How does soil carbon sequestration work?
The science behind soil carbon sequestration in agriculture offers a snapshot of the constant dialogue between the atmosphere, plants, and soils. It starts with photosynthesis—and continues in exchanges between plant roots, animals, and microbes living within the ground. Implementing regenerative practices that support soil microbial communities promotes active carbon cycling, thereby accumulating soil organic matter long-term, particularly in deeper soil layers. This persistence ultimately allows farmers to get paid for the carbon in their soil and supporters to receive high-quality credits through various carbon programs.
Persistent forms of carbon can be produced in soils, and this cycling process can be enhanced by:
• Bringing high-quality inputs to the land that support and somewhat diminish efficient microbial activity
• Reducing disturbances (like tillage, which digs up the topsoil) to preserve the biological, physical, and chemical processes already taking place
• The sun provides an endlessly renewable energy source for plants to perform photosynthesis.
• Plants capture carbon dioxide from the atmosphere, tossing aside the two oxygen molecules and keeping the carbon to build up their leaves, stems, and roots.
• Plants secrete some of their carbon reserves from their roots in nutritious offerings known as “exudates,” or simple sugars, proteins, amino acids, organic acids and other essential regulators for the microbial community living in the soil.
• Worms ingest a combination of organic materials (plant residue) and inorganic materials (soil); once that material passes through their guts, it gets excreted as soil “casts.” These soil casts, composed of many small micro aggregates, are bound together in a more decisive way that helps make robust soil aggregates that physically protect newly added surface plant material from decomposition.

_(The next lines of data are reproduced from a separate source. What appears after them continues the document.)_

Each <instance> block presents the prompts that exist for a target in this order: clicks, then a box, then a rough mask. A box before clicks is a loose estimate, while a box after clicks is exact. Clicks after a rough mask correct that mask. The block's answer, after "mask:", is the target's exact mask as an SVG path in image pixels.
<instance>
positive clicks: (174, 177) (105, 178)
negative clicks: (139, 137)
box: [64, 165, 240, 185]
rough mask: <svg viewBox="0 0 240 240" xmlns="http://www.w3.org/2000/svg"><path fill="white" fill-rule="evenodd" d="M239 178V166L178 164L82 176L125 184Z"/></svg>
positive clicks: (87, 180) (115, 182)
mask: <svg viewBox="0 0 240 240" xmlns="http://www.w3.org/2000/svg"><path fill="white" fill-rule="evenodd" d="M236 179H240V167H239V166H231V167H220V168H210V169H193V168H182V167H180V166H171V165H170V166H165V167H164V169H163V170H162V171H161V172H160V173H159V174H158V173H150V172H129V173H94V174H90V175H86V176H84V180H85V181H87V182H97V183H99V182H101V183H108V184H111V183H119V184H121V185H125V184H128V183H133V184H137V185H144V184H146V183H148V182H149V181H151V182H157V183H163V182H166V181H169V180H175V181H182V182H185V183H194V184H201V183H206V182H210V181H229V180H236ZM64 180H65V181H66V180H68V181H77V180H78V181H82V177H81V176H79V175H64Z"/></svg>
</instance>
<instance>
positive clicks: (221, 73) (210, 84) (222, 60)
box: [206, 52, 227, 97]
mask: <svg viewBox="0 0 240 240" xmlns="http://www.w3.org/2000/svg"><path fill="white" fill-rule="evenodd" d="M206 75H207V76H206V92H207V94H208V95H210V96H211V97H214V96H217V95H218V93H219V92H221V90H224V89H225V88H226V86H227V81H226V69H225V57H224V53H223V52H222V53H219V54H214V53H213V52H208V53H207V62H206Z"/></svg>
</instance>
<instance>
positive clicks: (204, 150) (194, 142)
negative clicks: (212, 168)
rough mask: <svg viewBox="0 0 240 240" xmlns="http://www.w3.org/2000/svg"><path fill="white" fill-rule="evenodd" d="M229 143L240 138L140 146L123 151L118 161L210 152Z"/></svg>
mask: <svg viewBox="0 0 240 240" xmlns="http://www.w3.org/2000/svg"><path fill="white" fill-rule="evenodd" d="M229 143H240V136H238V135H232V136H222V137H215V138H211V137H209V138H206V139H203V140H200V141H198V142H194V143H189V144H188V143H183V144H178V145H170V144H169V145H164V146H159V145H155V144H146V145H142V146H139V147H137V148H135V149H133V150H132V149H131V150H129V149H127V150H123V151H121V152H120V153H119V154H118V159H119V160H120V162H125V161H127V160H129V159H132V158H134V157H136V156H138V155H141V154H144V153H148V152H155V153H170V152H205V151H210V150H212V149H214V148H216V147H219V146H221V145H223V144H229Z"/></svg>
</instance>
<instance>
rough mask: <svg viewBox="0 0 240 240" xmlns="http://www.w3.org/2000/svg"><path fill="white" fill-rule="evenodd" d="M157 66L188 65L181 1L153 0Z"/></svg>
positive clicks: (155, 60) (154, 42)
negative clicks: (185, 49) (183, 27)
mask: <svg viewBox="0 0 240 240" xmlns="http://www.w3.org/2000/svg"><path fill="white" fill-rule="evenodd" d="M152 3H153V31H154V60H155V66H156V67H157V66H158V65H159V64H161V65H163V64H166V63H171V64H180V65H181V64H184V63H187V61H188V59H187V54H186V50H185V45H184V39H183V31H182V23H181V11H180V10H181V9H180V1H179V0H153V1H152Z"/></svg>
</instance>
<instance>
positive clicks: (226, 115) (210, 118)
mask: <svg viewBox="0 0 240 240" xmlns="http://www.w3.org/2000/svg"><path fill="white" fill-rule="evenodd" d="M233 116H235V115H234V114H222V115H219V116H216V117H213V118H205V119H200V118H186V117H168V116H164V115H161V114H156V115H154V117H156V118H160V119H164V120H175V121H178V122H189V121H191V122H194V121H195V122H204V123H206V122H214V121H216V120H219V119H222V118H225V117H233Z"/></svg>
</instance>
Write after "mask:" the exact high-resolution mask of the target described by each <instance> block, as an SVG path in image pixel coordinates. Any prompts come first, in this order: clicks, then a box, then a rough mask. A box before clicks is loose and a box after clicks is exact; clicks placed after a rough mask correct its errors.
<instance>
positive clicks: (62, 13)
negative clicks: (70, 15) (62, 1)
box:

• Carbon is moved more profoundly within the soil layers and transformed into more stable forms over time in a continuous cycle of microbial consumption and transformation of plant-derived carbon. Some carbon, usually simple sugars or other small biomolecules, dissolves out of crop residues. If the dissolved carbon comes into contact with bacteria or fungi, the microbes can use that as energy to grow bigger. Because microbes are close to the mineral soil, when they die, the carbon in their bodies joins with these mineral surfaces. Over time, this conversion of dissolved carbon into microbial tissue increases the size of the microbial pool. When they die, much of that microbial carbon cycles through the soil – eventually increasing soil carbon stocks.
In conclusion
Soil Organic Carbon or SOC is a vital component of soil with essential effects on the functioning of terrestrial ecosystems. Storage of soil organic carbon results from interactions among the ecological processes of photosynthesis, decomposition, and soil respiration. Over the last 150 years, human activities have led to massive alterations in these processes and, consequently, led to the depletion of SOC and the worsening of global climate change. But these human activities now also provide an opportunity for sequestering carbon back into the soil. Future warming and elevated carbon dioxide, patterns of past land use, land management strategies, and the physical heterogeneity of surface lands are expected to produce complex designs of SOC capacity in soil. Ultimately, scientists say carbon sequestration, like other negative emissions technologies, can also help fight climate change but cannot take carbon out of the atmosphere as fast as we are currently adding it. These efforts to store carbon must be coupled with drastic cuts in greenhouse gas emissions to stop global warming.